雑居ビルの中の小さな部屋。暗い色の絨毯の上に、女が一人転がっていた。夏色のラフなワンピース。その胸の上が赤く染められている。
彼女の死を前にして、ナイフを持った男はにたりと笑う。
「うん。なかなかの出来だ」
天井を睨む虚ろな瞳。床に広がった長い髪と、力なく放り出された手足。息絶えた彼女の顔に浮かぶのは、恐怖とも絶望とも違う、虚無。緩んだ口の端から流れた涎が、外から入り込む光を弾いていた。
「苦悶も恐怖も絶望も、ずいぶんと見飽きたからね。

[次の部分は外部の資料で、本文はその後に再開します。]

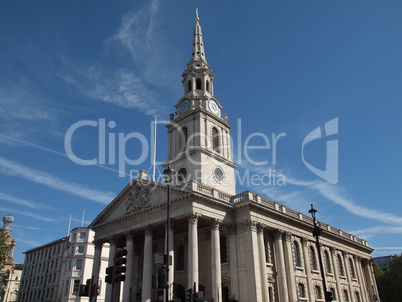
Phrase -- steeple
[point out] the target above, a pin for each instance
(197, 78)
(198, 52)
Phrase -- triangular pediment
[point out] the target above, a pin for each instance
(138, 195)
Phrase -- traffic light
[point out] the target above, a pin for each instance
(109, 274)
(120, 267)
(189, 295)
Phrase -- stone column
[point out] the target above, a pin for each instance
(234, 278)
(112, 254)
(171, 267)
(336, 271)
(362, 280)
(216, 277)
(307, 268)
(192, 250)
(97, 261)
(281, 267)
(147, 266)
(290, 267)
(263, 263)
(128, 283)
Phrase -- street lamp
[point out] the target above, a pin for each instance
(317, 234)
(168, 173)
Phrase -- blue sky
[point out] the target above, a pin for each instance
(281, 67)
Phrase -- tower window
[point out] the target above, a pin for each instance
(198, 84)
(215, 140)
(188, 85)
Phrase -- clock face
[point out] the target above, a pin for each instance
(218, 173)
(184, 106)
(213, 106)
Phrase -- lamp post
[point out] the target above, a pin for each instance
(317, 234)
(168, 173)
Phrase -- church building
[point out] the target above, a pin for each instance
(225, 246)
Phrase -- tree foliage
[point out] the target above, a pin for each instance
(4, 250)
(389, 281)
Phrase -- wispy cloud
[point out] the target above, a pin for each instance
(24, 202)
(29, 214)
(11, 168)
(334, 193)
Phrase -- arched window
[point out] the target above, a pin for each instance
(180, 258)
(215, 140)
(328, 262)
(301, 290)
(188, 85)
(223, 249)
(198, 84)
(313, 255)
(332, 290)
(318, 293)
(298, 260)
(352, 268)
(341, 266)
(357, 297)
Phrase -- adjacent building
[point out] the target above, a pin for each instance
(54, 271)
(228, 246)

こういう表情は目新しくて、だいぶ唆るなぁ」
女の脇にしゃがみ込み、ナイフを床に置いて、男は愛おしそうに女の虚ろな顔を撫でた。
「タイトルは……そうだな」
涙さえ流す暇のなかった瞼の下を親指で撫で擦りながら、男は思案する。
「〝恍惚〟なんて、どうだろう?」
―・―・―・―・―・―
即興小説トレーニング
お題:彼が愛した殺人
制限時間:15分
挑戦時完成度:未完
※投稿に際し、ラスト一文の追加と空白行挿入を実施。